On June 26, 2012 we left the Black Hills, through Deadwood, Sturgis, and Rapid City and entered the rolling landscape of the South Dakota prairie and grassland. As we passed through Deadwood, I was reminded of what we learned in Lead, SD about gambling in the state. Each town/city has legislation over whether or not to allow gambling. In Deadwood (as well as parts of Rapid City) gambling appears almost unregulated, even small gas stations have slot machines. Deadwood is full of casinos and gaming parlors. Deadwood is also a major tourist attraction; they recreate a “shoot-out” each evening in the summer for the tourists along Main Street. We really didn’t spend too much time in Deadwood, this type of tourist excursion is not on our agenda.
As we passed through to the grasslands outside Rapid City and the Black Hills grew smaller behind, the sense of isolation begin to grow. Nothing stretched off to the sides of the highway but open spaces. Some of the space was bring used for cattle grazing or farming. We passed through small towns; when I say small, I really mean small. Four houses, a farm, horses, cattle, maybe some tractors, and a truck or two. Prairie dogs lined the highway watching us go by. There was very little traffic, I think we maybe passed six cars in about 45 minutes and this was on a state highway.
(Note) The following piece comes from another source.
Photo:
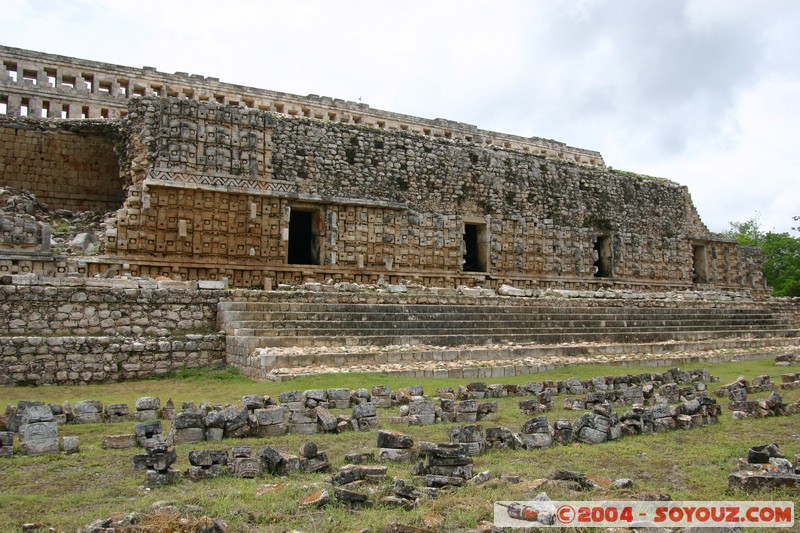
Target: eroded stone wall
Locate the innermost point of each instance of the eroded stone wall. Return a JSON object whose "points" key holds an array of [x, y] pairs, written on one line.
{"points": [[98, 331], [119, 307], [222, 183], [67, 165]]}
Right before we entered the Pine Ridge Reservation we clipped the edges of the Badlands. Well, to be honest, we took a wrong turn. Luckily we only went about 8 miles before we realized our mistake. I had never been to the Badlands before, but just that first glimpse was enough to make me want to spend some serious time exploring the area – as a geologist.
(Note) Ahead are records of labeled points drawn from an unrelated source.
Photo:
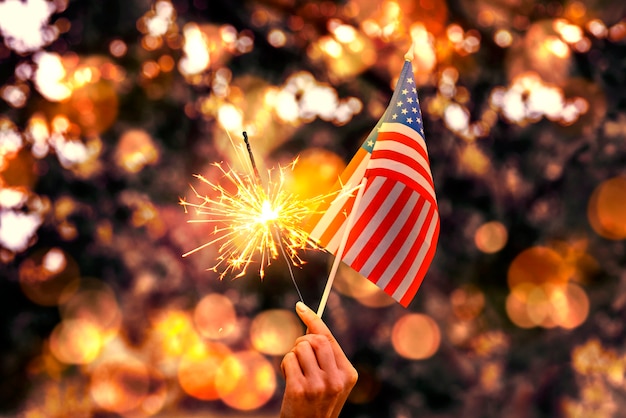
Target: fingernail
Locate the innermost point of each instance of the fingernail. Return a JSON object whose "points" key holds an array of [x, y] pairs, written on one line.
{"points": [[301, 307]]}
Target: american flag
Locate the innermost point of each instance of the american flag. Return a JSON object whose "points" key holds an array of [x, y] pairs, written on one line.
{"points": [[394, 234]]}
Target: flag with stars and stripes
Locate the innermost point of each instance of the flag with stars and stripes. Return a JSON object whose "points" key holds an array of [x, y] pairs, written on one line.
{"points": [[396, 226]]}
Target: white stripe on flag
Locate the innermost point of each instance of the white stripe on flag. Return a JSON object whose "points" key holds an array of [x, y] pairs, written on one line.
{"points": [[404, 130], [404, 170], [396, 262], [391, 145], [401, 290], [381, 213]]}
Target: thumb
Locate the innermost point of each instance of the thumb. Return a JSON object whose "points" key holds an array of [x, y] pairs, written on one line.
{"points": [[313, 322]]}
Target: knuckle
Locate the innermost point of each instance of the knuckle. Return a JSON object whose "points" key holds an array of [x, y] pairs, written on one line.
{"points": [[352, 376]]}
As we entered Pine Ridge, the emptiness seemed to increase. The low density of houses became even less. The landscape rolled on, undulating in the distance. We reached Sharp’s Corner, a small grouping of houses along BIA HWY 27. There was a crowded store, the parking lot full of pickup trucks. We saw a grouping of about 15 tepees in the distance with a sign that said “No Tourists”. It reminded us that it was Tree Day, the day that families pick the Cottonwood tree for the Sundance Ceremony.
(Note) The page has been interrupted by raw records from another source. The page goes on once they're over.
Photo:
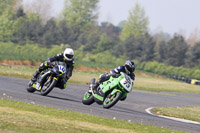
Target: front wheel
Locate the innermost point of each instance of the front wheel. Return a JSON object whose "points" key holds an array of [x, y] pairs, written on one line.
{"points": [[30, 89], [48, 86], [88, 98], [111, 100]]}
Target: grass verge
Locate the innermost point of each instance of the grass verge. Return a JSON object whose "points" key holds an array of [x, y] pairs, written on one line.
{"points": [[188, 113], [23, 117], [82, 75]]}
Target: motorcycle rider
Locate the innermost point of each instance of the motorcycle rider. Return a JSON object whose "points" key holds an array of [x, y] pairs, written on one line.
{"points": [[67, 56], [128, 68]]}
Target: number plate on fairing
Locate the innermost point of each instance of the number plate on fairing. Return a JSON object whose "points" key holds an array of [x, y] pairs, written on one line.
{"points": [[127, 84]]}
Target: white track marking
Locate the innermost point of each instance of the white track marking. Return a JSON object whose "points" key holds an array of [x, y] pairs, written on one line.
{"points": [[148, 110]]}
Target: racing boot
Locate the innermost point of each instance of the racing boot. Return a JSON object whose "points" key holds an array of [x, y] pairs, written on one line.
{"points": [[35, 76]]}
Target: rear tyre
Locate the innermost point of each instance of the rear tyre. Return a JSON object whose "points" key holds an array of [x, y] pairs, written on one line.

We reached Oglala Lakota College Administrative Offices, just southwest of Kyle, SD. Across the street is the Lakota Prairie Resort, where we will be staying for three nights; there is also an office for the Pine Ridge Chamber of Commerce. There is nothing else.
Since I have finally discovered how to add the photos to my blog via the Word Press app for my iPad, here are some photos from the last two days.
I know it is fuzzy, but I took this photo out of the plane window over Texas. Each square is a platform for oil/gas drilling.
This is a photo of the worlds’s most productive gold mine, the Homestake mine in Lead, SD.
One of the oldest trout hatcheries in the west, the D.C. Booth Fish Hatchery in Spearfish, SD.
The three photos above are of Scenic, SD. A more or less abandoned (ghost town) town at the intersection of State Highway 44 and BIA HWY 27. I loved all the cattle skulls.
The two photos above are of the surrounding area. The Cheyenne River is a major river that flows through the grassland.
It was dusk as we were driving from Rapid City back to Kyle. The pronghorns were out all along the road in the Badlands.